Leveraging Skills For Innovation
So,
how do you innovate more successfully? Here are eight ways:
Be
confident. The first step in innovating is to be confident about your
abilities. Don’t let your job function or naysayers convince you you’re not
innovative. Everyone can contribute, especially given how many different paths
there are toward successful innovation.
Find
great material. A key element of innovation is its raw material. In fact, there
are some who say there is nothing new. The poet and philosopher Audre Lorde said,
“There are no new ideas, only new ways of making them felt.” Exploring the
landscape of a topic or spanning the environment for diverse perspectives
create the fodder for innovative ideas. If this is a talent of yours, leverage
it as an important part of the creative process.
Marshall
support. Beyond the development process, innovations also require support from
a broader group. Whether it’s a startup requiring investors, or an established
company that provides the resources for the idea to flourish, the skills of
communicating the idea and persuading others to support it are also important
parts of the innovative process.
Learning, reflecting and prototyping.
Every great innovation requires prototyping. The process to put innovation into
practice and observe the outcomes, learn, reflect and improve takes specialized
skills—all part of successful innovation.

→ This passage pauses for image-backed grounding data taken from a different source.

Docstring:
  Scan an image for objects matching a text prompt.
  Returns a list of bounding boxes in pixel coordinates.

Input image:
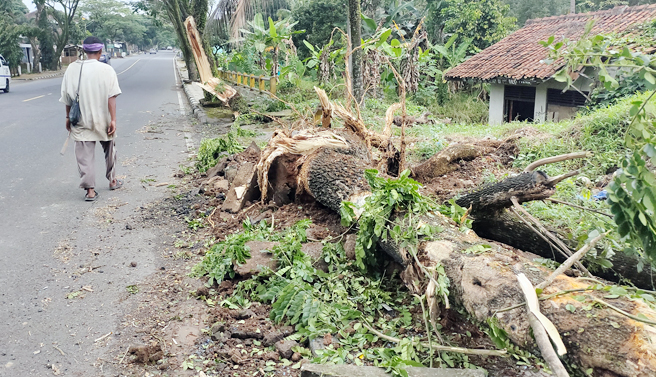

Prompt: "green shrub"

[196,132,244,173]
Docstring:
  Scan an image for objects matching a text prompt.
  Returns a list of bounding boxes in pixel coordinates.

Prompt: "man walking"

[60,36,123,201]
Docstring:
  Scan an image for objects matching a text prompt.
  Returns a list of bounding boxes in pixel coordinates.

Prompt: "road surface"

[0,51,196,376]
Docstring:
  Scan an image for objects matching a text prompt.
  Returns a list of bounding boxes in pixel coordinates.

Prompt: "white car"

[0,54,10,93]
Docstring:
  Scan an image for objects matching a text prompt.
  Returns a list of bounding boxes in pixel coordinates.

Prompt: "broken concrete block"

[275,339,298,359]
[222,161,260,213]
[302,242,328,272]
[343,234,356,260]
[300,364,485,377]
[214,178,230,191]
[233,241,278,278]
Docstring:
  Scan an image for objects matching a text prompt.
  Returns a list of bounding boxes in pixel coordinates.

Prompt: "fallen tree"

[198,81,656,375]
[251,127,656,376]
[184,16,240,107]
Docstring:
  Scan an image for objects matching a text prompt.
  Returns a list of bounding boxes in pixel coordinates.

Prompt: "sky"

[22,0,36,12]
[21,0,138,13]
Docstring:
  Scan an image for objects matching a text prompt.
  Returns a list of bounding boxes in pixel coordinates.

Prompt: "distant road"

[0,51,193,376]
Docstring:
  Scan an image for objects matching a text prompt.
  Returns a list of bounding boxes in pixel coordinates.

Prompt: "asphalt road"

[0,51,196,376]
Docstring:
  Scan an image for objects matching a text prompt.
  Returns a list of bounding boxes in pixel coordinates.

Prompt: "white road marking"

[116,59,141,75]
[23,95,44,102]
[173,57,195,156]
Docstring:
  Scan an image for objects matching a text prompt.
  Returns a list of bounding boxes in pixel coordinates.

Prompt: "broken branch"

[545,170,580,186]
[362,323,507,356]
[536,231,610,290]
[510,196,592,277]
[546,198,613,218]
[523,152,590,172]
[516,274,569,377]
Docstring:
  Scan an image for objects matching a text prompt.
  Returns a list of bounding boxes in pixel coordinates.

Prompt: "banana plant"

[240,13,304,76]
[432,34,472,69]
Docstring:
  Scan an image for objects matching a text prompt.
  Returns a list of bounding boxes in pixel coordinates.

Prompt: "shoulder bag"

[69,61,84,126]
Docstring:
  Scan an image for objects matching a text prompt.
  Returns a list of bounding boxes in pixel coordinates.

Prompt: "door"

[504,85,536,122]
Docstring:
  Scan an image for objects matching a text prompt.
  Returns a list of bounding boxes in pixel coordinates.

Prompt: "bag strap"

[75,61,84,100]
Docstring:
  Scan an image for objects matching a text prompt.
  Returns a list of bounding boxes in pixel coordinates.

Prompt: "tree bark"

[472,213,656,290]
[257,139,656,376]
[347,0,363,103]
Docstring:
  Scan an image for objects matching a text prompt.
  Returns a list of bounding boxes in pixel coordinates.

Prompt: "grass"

[514,92,653,178]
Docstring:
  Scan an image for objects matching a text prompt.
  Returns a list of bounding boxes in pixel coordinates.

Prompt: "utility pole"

[570,0,576,14]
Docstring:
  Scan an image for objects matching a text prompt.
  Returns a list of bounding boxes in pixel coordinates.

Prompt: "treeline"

[0,0,176,71]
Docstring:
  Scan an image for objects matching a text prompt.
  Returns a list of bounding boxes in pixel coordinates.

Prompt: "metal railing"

[218,69,277,96]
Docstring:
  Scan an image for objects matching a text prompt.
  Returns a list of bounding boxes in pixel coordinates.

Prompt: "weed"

[185,216,205,231]
[126,285,139,294]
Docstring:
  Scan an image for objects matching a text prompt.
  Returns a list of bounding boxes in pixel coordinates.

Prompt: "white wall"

[489,83,505,125]
[533,70,594,123]
[534,83,548,123]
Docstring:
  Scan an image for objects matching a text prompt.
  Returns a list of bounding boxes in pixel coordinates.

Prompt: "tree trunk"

[35,0,55,71]
[570,0,576,14]
[471,213,656,290]
[256,136,656,377]
[167,0,199,81]
[347,0,363,103]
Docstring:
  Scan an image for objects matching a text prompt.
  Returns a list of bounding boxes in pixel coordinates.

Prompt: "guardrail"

[218,69,277,96]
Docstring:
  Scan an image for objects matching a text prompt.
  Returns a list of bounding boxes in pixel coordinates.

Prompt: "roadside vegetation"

[142,0,656,374]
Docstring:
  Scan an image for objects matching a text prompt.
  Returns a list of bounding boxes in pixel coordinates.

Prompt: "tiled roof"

[445,4,656,82]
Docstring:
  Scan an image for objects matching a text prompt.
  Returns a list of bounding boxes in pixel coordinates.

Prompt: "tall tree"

[434,0,516,52]
[45,0,81,70]
[32,0,57,70]
[0,13,24,68]
[348,0,362,102]
[135,0,211,81]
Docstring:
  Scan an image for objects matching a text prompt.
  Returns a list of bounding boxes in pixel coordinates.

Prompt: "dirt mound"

[412,139,520,202]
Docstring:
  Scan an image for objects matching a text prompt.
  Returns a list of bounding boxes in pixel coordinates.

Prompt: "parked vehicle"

[99,53,111,65]
[0,54,10,93]
[149,49,157,54]
[167,46,173,50]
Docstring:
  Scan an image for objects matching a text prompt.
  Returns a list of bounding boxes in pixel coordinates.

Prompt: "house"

[62,45,84,65]
[445,4,656,125]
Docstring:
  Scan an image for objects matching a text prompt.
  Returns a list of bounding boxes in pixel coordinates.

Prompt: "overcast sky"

[22,0,36,12]
[21,0,137,13]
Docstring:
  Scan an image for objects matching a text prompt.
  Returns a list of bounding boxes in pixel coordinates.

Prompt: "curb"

[14,71,65,81]
[174,59,209,125]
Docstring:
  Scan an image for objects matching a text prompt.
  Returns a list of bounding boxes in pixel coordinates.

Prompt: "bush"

[427,92,488,124]
[196,132,244,173]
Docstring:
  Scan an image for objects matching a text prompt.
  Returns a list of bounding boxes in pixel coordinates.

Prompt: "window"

[547,88,588,107]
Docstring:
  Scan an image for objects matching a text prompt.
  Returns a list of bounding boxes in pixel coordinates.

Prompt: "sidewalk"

[175,58,210,124]
[13,69,65,81]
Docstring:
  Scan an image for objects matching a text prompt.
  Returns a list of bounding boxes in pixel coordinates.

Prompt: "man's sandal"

[110,179,124,190]
[85,192,100,202]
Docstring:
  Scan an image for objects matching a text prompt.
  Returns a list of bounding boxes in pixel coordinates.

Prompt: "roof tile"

[445,4,656,81]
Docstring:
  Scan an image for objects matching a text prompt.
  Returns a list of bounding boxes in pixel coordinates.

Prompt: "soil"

[415,137,520,202]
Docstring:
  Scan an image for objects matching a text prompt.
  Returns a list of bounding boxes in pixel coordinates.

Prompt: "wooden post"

[259,76,265,92]
[270,77,277,95]
[250,75,255,90]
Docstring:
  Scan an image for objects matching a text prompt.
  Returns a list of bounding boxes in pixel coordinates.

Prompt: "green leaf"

[361,13,377,32]
[303,40,316,52]
[644,71,656,85]
[268,17,277,38]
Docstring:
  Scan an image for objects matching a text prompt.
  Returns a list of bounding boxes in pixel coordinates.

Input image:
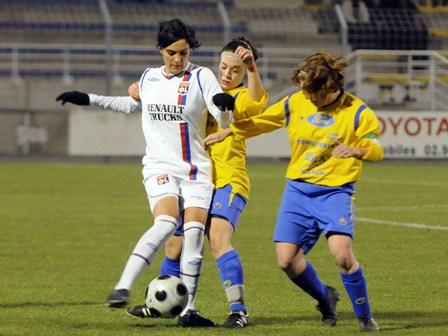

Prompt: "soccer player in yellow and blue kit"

[203,38,268,328]
[128,36,268,328]
[204,52,383,332]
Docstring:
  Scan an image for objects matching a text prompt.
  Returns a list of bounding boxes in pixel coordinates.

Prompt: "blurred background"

[0,0,447,159]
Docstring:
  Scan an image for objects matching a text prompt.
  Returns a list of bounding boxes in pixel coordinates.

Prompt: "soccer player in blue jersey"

[204,52,382,332]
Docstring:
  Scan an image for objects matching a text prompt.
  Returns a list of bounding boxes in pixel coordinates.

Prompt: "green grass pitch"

[0,160,447,335]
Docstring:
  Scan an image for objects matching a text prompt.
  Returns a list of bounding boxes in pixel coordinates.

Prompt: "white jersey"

[89,62,232,183]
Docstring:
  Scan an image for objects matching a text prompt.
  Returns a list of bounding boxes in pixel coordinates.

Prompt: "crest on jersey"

[338,217,347,226]
[178,82,190,95]
[157,174,169,185]
[307,113,334,128]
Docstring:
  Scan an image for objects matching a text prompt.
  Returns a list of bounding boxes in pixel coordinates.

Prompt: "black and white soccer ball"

[144,275,188,318]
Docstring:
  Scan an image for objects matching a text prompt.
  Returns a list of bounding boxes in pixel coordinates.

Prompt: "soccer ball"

[145,275,188,318]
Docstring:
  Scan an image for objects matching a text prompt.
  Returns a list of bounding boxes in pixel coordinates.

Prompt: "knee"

[275,244,304,274]
[165,236,182,260]
[208,235,222,255]
[277,255,294,273]
[209,235,232,258]
[332,251,356,273]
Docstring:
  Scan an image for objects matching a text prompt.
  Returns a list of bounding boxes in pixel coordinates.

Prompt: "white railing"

[260,49,448,110]
[345,49,448,110]
[2,44,448,110]
[0,43,313,96]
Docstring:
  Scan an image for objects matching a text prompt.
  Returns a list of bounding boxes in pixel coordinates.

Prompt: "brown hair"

[291,52,348,93]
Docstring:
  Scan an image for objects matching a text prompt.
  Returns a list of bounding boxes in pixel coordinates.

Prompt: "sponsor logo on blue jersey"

[307,114,334,127]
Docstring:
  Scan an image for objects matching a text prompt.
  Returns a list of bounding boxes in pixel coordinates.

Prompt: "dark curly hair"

[157,18,201,50]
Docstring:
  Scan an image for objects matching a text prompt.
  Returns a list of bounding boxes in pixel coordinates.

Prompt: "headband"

[237,40,252,52]
[220,51,239,58]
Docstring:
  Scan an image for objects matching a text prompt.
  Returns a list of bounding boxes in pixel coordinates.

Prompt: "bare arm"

[235,46,264,102]
[203,128,233,146]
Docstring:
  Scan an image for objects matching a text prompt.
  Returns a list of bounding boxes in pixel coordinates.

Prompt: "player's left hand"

[235,46,256,72]
[212,93,235,111]
[204,128,233,147]
[331,141,363,159]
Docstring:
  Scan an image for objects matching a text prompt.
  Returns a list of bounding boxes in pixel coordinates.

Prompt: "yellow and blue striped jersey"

[207,85,268,199]
[230,90,383,187]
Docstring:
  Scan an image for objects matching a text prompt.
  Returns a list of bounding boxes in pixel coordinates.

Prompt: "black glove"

[212,93,235,111]
[56,91,90,106]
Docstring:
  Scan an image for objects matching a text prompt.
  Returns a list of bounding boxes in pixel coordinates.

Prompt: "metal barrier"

[0,43,313,95]
[345,49,448,110]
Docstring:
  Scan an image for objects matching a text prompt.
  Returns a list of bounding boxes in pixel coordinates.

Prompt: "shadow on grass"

[128,322,181,329]
[251,312,346,326]
[0,301,101,309]
[252,311,448,331]
[372,311,448,331]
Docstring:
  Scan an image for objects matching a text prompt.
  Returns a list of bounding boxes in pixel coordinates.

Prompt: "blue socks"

[216,249,246,313]
[160,256,180,277]
[291,261,327,302]
[291,261,373,319]
[341,267,372,318]
[161,250,247,314]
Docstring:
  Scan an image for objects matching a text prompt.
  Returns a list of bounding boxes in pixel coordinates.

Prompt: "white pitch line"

[361,178,448,187]
[358,204,448,211]
[357,217,448,231]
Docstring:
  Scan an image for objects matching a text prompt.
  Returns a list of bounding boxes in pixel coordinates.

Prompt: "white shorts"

[143,172,214,213]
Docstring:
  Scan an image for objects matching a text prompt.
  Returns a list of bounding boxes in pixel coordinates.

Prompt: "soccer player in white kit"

[57,18,234,327]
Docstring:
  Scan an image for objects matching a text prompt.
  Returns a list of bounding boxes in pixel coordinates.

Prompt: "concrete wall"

[67,108,291,158]
[0,77,291,158]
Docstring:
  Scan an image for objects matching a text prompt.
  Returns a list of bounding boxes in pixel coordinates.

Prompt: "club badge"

[178,82,190,95]
[157,174,169,185]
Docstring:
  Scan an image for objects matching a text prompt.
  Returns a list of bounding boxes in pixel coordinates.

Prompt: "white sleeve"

Implement, execute and make it happen.
Of course, any new idea is only valuable if you have the ability to take it to
the finish line. Implementing is also part of the innovative
process—determination, perseverance and execution. After all, until ideas are
put into action and taken to market, they offer limited value. True innovation
is determined by the marketplace and whether users will value the solution you’re
offering.
Continuously improve.
Today’s best innovations are never finished. They benefit from reviews,
revisions and releases. This too is a
Specialized
skill—the ability to be objective enough to find elements about the innovation
that aren’t yet perfected and see opportunities for improvement.
Create
the conditions. In addition to the skills which are endemic to the innovative
process, there are also key contributions which create the conditions for
innovation. Leaders who inspire a sense of purpose and value appropriate
risk-taking, organizations that reward discovery and inventive actions, and
cultures that allow people to bring their best, most diverse talents toward the
whole all cultivate an innovative environment.
Even
if you haven’t considered yourself particularly innovative, you can build your
innovative muscle—and those muscles are diverse. From searching for new ideas
to generating them, or from involving others and persuading them to being
objective and continuously improving, various skills contribute to innovation.
Even as a leader, adding to an organization that embraces innovative behaviors
is important to the process. Leverage your own innovative abilities—they are
likely broader and more important than you may have thought.